Gov’t exceeds H1 borrowing target
Government exceeded its borrowing target for the first six months of this year by more than GH¢763million, further deepening concerns about the country’s debt position.
Figures available to the B&FT from the central bank indicate that government borrowed a little above GH¢26.18billion in the first half of this year, which is more than the GH¢25.42billion it had planned to borrow from the domestic securities market.
The borrowings of government do not include the debts incurred by the Bank of Ghana and Cocobod, which together also borrowed GH¢3.9billion within the period.

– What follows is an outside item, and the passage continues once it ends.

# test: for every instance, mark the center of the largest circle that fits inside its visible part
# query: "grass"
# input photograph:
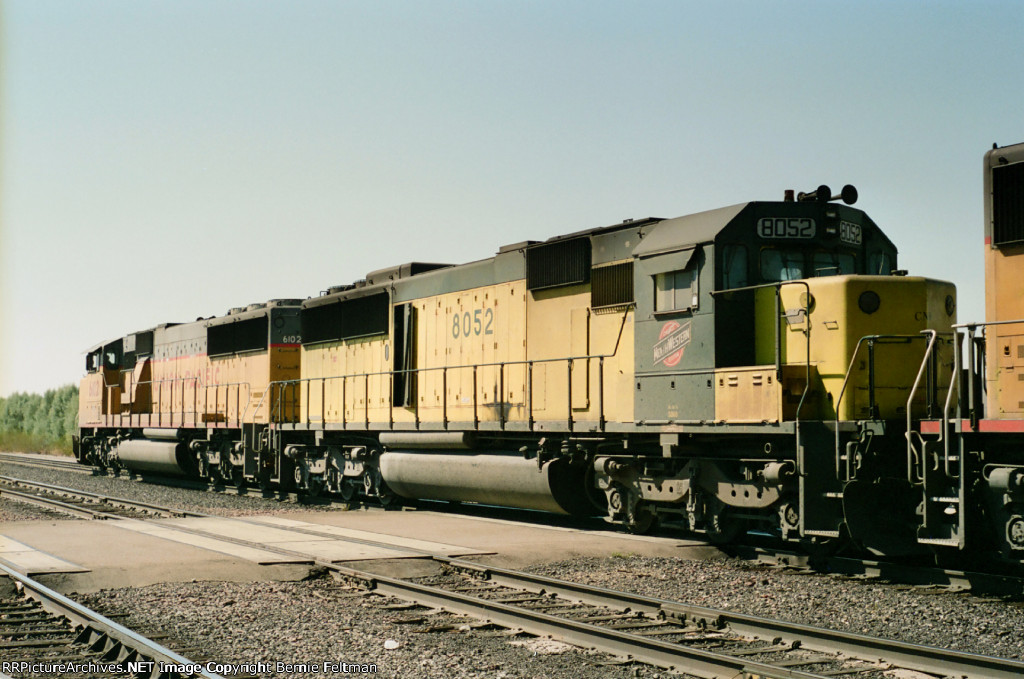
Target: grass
(19, 441)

The latest borrowing figures are likely to raise concerns about government’s efforts to reduce Ghana’s budget deficit, with increasing fears additional debt could sink the country into a deep debt trap that would increase cost of borrowing for the private sector.
Anxiety about the country’s debt levels more so have heightened at a time the nominal GDP growth has receded from 8.2% recorded for the last three months of 2014, to 6.5% for the first quarter of this year.

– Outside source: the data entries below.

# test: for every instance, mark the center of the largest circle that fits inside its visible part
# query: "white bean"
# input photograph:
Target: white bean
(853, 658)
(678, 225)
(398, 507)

The biggest opposition party, NPP, last week hoisted a red flag about the ballooning public sector debts of the country, which as at May this year had hit GH¢89.5billion -- equivalent to 67.5 percent of GDP.
The minority spokesperson on Finance in Parliament, Dr. Anthony Akoto Osei, hit out at government for accumulating debts that could lead to debt overhang and plunge the country into a debt crisis similar to that of Greece -- a reference to the inability of Greece to meet its debt obligation to creditors.
However, the opposition’s assessment of the country’s debt situation has been rubbished by the ruling government, which has accused the minority of misleading Ghanaians over the country’s debts.
Meanwhile, the IMF -- which is now policing government’s fiscal programme -- has described Ghana as being in a high debt distress position.
B&FT analysis indicates that the borrowing numbers seem to be the result of very strong spending and weak receipts growth, which represents something more fundamental.
The excessive spending of government, rising interest cost, narrowed tax base of the economy coupled with macroeconomic challenges -- exacerbated by the three-year old power rationing programme -- has affected the tax revenue of government.
According to the provisional fiscal revenue data provided by the Finance Ministry, higher than expected public spending was one of the main factors behind the surge in borrowing.
The data issued by the Finance Ministry indicates that government’s revenue (including grants) for January to May summed up to GH¢12billion, which is less than the GH¢14.2billion it expended within the period.
Interest payments on its borrowings alone for the first five months of the year amounted to GH¢3.2billion, out of which GH¢2.5billion was paid on domestic debts.
Following the IMF’s approval of Ghana’s request for a US$918million Extended Credit facility, government is now pursuing a range of austerity measures to reduce the country’s public deficit.
These include retrenchment of public sector workers to reduce the wage bill, expanded tax regime, removal of subsidies on petroleum products, streamlining of tax exemptions for free zones firms and state-owned enterprises, freeze on public sector employment, clean up of the wage bill, among others.